Ao contrário das muitas expectativas iniciais, o país entrou num limbo ou num ilusório e enganador paraíso. Não se falou (praticamente, com raríssimas exceções) da saúde, do SNS e das urgências; não se falou de relatórios suspensos na educação, da falta dos professores, do desinvestimento e abandono do Ensino Superior e do desinvestimento em ciência e investigação; não se falou da Segurança Social, das reformas e do Estado Social, cada vez mais ameaçado; não se falou da economia estagnada e regressiva, da ausência de respostas às empresas e à pressão conjuntural externa; não se falou de política e relação internacionais, da Ucrânia, dos processos negociais para a paz, do genocídio e da crise humanitária em Gaza ou do legítimo direito à existência da Palestina enquanto Estado; não se falou nos desequilíbrios regionais, na falta de coesão territorial cada vez mais acentuada. E pasme-se, ao contrário do que muitos (tal como eu) esperariam mal se falou de habitação ou de imigração.

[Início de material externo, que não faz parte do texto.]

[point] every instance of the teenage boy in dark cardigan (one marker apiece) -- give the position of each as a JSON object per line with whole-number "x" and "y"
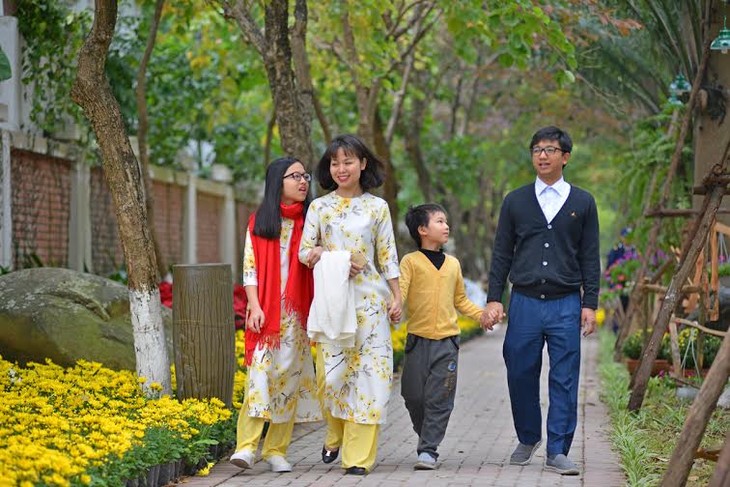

O que assistimos foi a algo que seria impensável em março: um campanha eleitoral vazia, ou esvaziada, politicamente. Vamos ter um “dia de reflexão” (seja lá o que isso ainda signifique) que nada tem para poder ser refletido.
Há poucos dias, o Departamento de Ciências Sociais, Políticas e do Território da Universidade de Aveiro (DCSPT-UA) divulgou um estudo, publicado no livro “O Eleitorado Português no Século XXI”, que desconstruía o mito de que os jovens não se interessam por política. Sou testemunho, pelo contacto presente com muitos deles, que isso, de facto, não é verdade: os jovens interessam-se por política. E muito e com sentido e massa críticos. Coisa diferente é os jovens interessarem-se pelos políticos e pelos partidos. Se justificações faltassem, esta campanha é a prova dessa realidade.
E poderíamos ir mais longe… o desinteresse dos jovens pelos partidos e pelos políticos alarga-se, cada vez mais, a muitas mais pessoas (basta ver o nível de indecisão que as sondagens ainda apresentam).
De qualquer forma, domingo, 18 de maio, seja um dia intenso de cumprimento de um direito democrático e de um dever cívico.